Que [...] le gouvernement devrait [...] reconnaître qu'il faille endiguer le climat de haine et de peur [et] établir une approche pangouvernementale pour la réduction ou l’élimination du racisme et de la discrimination religieuse systémiques [...] au Canada [...]
    Nous avons tous été élus par les Canadiens d'un bout à l'autre du pays, chacun de nous, et bien que je comprends que nous vivons dans un monde complexe et cruel, nous mettons l'accent sur ce que nous pouvons faire pour notre pays en tant que dirigeants au Parlement.
    Je crois que je vous ai peut-être mal compris. Avez-vous dit que le Canada ne défend pas les droits des minorités au pays?
    Oui, monsieur. J'ai dit qu'on ne défend pas activement les droits des minorités, en effet.
    Je suis abasourdi par cette affirmation. Pouvez-vous la décortiquer un peu plus?
    Bien sûr, tout à fait. Je viens tout juste de vous lire de quelle façon la société égyptienne fonctionne. Je n'ai pas entendu le Canada critiquer la manière dont la société égyptienne en général...
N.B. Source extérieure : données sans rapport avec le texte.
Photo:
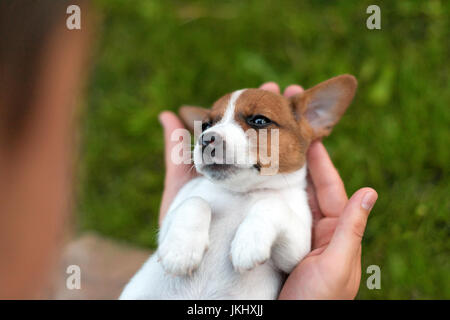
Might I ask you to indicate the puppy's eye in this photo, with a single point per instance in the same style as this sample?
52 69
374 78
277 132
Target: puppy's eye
258 121
206 125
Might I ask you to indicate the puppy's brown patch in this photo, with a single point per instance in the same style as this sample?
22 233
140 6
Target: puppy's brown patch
294 136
    Une critique de la société égyptienne?
    Il en va de même pour toute société musulmane, y compris le Pakistan et l'Indonésie, qui vient de déposer une motion relative au blasphème contre le seul gouverneur chrétien ayant réussi à être élu là-bas.
    Quelle a été la position du gouvernement canadien dans tous ces cas?
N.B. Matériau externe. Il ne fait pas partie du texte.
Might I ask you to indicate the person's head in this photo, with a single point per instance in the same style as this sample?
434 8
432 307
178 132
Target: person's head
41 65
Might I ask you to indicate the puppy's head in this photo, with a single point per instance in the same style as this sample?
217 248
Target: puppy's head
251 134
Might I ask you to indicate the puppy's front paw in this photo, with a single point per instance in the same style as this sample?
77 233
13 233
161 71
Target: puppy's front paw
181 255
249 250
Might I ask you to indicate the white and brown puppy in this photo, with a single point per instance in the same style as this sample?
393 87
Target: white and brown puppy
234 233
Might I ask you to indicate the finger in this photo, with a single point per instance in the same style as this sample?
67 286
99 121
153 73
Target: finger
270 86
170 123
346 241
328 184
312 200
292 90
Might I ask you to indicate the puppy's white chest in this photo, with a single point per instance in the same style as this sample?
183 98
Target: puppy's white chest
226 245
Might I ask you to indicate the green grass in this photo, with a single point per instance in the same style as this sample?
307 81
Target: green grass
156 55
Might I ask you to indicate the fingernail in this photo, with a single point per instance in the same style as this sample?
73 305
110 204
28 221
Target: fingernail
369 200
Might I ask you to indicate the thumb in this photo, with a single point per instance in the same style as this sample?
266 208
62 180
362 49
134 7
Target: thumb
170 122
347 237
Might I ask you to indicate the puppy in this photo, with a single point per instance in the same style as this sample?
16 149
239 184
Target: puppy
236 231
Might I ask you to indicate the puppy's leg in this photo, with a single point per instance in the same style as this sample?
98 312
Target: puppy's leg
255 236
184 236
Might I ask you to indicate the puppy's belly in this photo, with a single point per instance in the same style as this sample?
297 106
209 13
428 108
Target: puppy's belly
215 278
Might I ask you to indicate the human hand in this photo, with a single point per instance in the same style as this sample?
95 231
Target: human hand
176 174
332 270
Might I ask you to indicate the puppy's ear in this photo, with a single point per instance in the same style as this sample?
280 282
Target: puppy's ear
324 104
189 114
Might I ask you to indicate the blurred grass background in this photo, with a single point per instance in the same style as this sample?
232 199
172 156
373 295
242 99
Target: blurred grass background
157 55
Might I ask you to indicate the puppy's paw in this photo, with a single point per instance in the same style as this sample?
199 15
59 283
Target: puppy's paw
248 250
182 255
    Avec tout le respect que je vous dois, docteur Emil, je suis persuadé que vous avez entendu parler de la Charte des droits et libertés, n'est-ce pas?
    Oui, bien sûr.
    Chaque Canadien a des libertés fondamentales, qu'il s'agisse de la liberté de conscience, de religion, de pensée, de croyance, d'expression, de presse et de culte. Les Canadiens peuvent vénérer le dieu qu'ils veulent, sans égard à leur origine ethnique ou appartenance à une communauté autochtone. Chaque Canadien qui vit ici jouit des mêmes droits.
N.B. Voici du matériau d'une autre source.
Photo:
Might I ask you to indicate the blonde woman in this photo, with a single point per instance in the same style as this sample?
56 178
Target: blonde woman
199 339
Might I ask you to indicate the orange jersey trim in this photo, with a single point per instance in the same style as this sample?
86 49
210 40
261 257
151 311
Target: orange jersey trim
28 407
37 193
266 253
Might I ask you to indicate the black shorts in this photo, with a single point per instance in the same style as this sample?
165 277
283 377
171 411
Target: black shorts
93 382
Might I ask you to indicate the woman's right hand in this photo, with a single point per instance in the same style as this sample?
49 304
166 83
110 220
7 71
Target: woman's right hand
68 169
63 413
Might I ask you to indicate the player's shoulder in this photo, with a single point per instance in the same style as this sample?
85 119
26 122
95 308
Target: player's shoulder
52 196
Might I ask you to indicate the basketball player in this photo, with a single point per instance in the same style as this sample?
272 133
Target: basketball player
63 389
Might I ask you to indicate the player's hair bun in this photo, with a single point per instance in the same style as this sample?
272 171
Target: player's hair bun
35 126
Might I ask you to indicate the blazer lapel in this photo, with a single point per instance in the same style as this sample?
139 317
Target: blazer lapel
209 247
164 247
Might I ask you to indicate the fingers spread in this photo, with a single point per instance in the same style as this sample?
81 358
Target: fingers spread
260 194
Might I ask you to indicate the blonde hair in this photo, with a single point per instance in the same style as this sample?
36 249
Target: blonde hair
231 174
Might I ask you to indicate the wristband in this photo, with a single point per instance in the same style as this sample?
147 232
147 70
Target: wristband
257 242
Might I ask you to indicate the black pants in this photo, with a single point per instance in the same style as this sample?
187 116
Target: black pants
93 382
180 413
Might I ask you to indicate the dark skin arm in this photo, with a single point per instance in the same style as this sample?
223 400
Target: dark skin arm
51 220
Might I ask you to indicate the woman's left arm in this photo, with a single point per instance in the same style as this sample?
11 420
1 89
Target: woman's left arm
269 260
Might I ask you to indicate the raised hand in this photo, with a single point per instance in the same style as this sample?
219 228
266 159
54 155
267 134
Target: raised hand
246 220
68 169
    Vous abordez une tout autre question. J'ai demandé quelle est la position du Canada. Vous m'avez dit que vous ne défendez pas les droits des minorités dans le monde, puis je vous ai demandé un exemple…
    D'abord, je n'ai jamais prononcé ces mots.
    Silence, s'il vous plaît.
    Je vais vous laisser plus de temps, mais il vous reste 30 secondes, monsieur Vandal.
    Monsieur Emil, si vous souhaitez dire quelque chose, assurez-vous de permettre à M. Vandal d'interagir avec vous.
    Mes excuses.
    Merci.
    Madame la présidente, je suis stupéfait qu'un témoin puisse se présenter ici et dire que le Canada ne défend pas les droits des minorités. Je suis fondamentalement en désaccord. Je trouve que c'est franchement insultant, et je pense qu'aucun élu à la table n'est d'accord.
    Je vais m'arrêter ici.
    Merci beaucoup.
    Puisqu'il reste trois secondes, je vais dire que le temps est écoulé. La prochaine intervenante est Mme Kwan, qui a trois minutes.
    Merci beaucoup, madame la présidente.
    Je vais poursuivre sur le sujet que j'ai exploré. J'espère que mon intervention sera axée sur les solutions et les recommandations que le Comité devrait selon moi envisager.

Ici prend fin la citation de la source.